Trim's father was a research scientist at the University of Cambridge, but encouraged her to concentrate on art. She took A-levels in the arts and natural sciences at Cambridge's County High School for Girls, and then studied at Bath Academy of Art, Corsham. During her time with Waters, she worked as an art teacher, including a period during the mid to late 1960s at Walthamstow High School for Girls and Dame Alice Owen's Girls' Grammar School in Islington, North London.

She was shown on the gatefold sleeve of the original release of Pink Floyd's 1969 album Ummagumma, but was excised from subsequent CD reissues. The uncropped picture was restored for the album's inclusion in the box set Oh, by the Way. Waters says that when he played her the finished recording of The Dark Side of the Moon, she burst into tears, which Waters saw as an indication that the work would be successful. He has admitted to infidelities during the marriage, and to his regret that they lost him his wife, and describes "the beginnings of the end of that marriage" as occurring in Greece in the summer of 1974. They had no children together.

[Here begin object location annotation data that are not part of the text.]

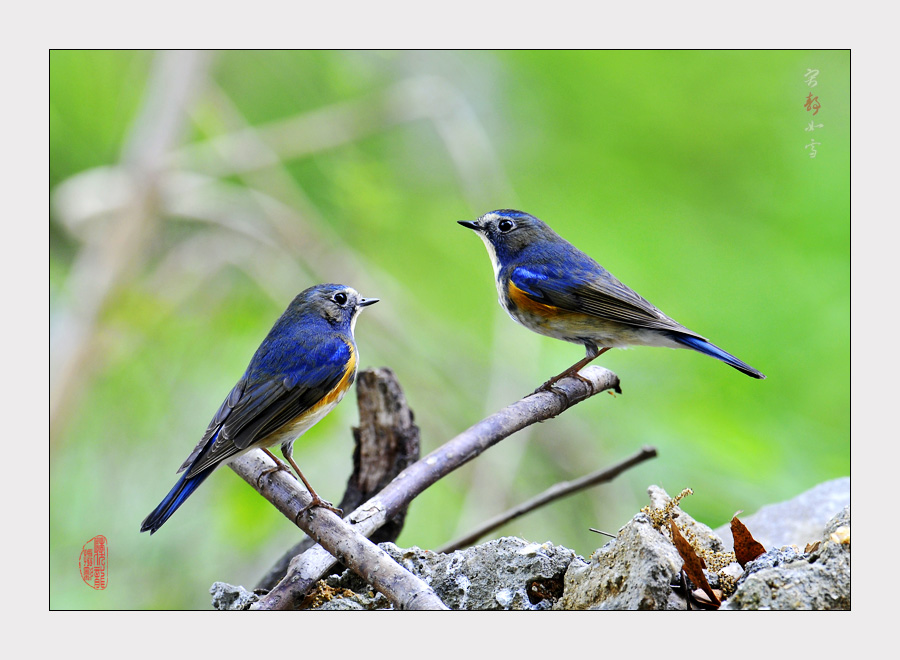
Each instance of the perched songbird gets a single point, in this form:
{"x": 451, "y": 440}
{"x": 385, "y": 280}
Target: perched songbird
{"x": 549, "y": 286}
{"x": 298, "y": 374}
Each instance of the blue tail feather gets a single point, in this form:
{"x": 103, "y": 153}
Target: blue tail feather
{"x": 176, "y": 497}
{"x": 712, "y": 350}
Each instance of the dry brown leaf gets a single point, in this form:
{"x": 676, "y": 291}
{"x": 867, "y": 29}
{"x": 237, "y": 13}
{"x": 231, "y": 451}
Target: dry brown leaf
{"x": 693, "y": 565}
{"x": 746, "y": 548}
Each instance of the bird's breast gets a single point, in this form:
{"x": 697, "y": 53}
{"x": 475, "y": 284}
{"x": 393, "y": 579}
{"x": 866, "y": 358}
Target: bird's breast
{"x": 309, "y": 417}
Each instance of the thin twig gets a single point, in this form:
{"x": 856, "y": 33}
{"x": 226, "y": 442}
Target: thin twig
{"x": 306, "y": 569}
{"x": 555, "y": 492}
{"x": 386, "y": 443}
{"x": 374, "y": 565}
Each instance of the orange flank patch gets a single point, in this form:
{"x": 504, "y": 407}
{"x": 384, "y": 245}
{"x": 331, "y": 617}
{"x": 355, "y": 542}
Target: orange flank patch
{"x": 331, "y": 399}
{"x": 529, "y": 305}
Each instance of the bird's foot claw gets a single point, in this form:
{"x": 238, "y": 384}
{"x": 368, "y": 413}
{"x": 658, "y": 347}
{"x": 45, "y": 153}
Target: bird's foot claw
{"x": 278, "y": 468}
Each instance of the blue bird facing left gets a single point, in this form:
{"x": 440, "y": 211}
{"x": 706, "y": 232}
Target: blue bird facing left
{"x": 298, "y": 374}
{"x": 553, "y": 288}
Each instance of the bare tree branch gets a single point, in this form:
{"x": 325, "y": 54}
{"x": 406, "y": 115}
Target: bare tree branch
{"x": 555, "y": 492}
{"x": 342, "y": 541}
{"x": 386, "y": 442}
{"x": 306, "y": 569}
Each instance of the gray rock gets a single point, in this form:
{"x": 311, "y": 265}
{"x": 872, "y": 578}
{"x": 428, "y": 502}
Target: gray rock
{"x": 788, "y": 579}
{"x": 503, "y": 574}
{"x": 632, "y": 572}
{"x": 231, "y": 597}
{"x": 796, "y": 521}
{"x": 703, "y": 534}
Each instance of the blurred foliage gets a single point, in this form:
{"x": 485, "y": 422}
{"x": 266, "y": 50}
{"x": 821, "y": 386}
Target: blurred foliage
{"x": 687, "y": 174}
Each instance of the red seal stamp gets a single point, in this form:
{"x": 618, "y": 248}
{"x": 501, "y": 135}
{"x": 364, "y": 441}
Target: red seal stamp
{"x": 92, "y": 562}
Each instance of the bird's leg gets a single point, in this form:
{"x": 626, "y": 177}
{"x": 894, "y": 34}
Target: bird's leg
{"x": 574, "y": 369}
{"x": 316, "y": 501}
{"x": 278, "y": 467}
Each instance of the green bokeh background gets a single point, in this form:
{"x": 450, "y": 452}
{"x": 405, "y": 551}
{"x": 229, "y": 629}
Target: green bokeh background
{"x": 686, "y": 174}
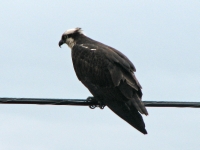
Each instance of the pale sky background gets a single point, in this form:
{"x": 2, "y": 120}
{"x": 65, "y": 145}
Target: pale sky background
{"x": 161, "y": 38}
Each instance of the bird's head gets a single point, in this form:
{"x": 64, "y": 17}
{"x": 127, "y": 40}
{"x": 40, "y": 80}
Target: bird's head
{"x": 69, "y": 36}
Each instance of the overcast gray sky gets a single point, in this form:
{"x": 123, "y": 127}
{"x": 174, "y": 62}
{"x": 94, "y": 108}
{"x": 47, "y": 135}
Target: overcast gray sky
{"x": 161, "y": 38}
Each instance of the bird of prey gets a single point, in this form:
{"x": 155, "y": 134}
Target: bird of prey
{"x": 109, "y": 76}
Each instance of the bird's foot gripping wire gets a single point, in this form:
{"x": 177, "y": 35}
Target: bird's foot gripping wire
{"x": 98, "y": 103}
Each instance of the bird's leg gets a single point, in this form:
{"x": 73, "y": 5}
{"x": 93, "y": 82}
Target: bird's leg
{"x": 98, "y": 103}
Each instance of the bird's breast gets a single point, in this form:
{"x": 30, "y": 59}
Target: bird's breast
{"x": 91, "y": 66}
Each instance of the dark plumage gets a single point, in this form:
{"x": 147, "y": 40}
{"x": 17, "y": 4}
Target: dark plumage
{"x": 109, "y": 76}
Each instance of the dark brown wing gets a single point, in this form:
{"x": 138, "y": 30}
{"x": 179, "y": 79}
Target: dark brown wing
{"x": 110, "y": 77}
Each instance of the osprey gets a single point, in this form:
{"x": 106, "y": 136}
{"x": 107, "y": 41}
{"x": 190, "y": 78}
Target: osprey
{"x": 109, "y": 76}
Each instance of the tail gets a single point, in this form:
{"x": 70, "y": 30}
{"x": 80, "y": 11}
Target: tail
{"x": 129, "y": 113}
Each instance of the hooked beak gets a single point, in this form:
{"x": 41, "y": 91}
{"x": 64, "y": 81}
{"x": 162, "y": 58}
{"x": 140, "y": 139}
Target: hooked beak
{"x": 61, "y": 43}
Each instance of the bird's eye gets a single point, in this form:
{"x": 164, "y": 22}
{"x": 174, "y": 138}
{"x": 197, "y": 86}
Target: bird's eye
{"x": 64, "y": 37}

Following her divorce from Waters, she spent ten years living alone in London, concentrating on her pottery, focusing on coiled pots. She held an exhibition at the Anatol Orient gallery in Portobello Road, London, in 1989, and others at Contemporary Applied Art, Contemporary Ceramics and Ruth Coram Arts. Her work is in the collection of museums such as the Los Angeles County Museum of Art, Norwich Castle, the Ashmolean Museum, the Fitzwilliam Museum. the Shipley Museum and the Victoria and Albert Museum. Some of her work was sold through the Crafts Council shop at the Victoria and Albert Museum. She signed her pottery with the initials "JT", in a circle.

In 1996 she married the architect and painter Leonard Hessing, with whom she had one son, Theo. She died on 9 January 2001, from breast cancer.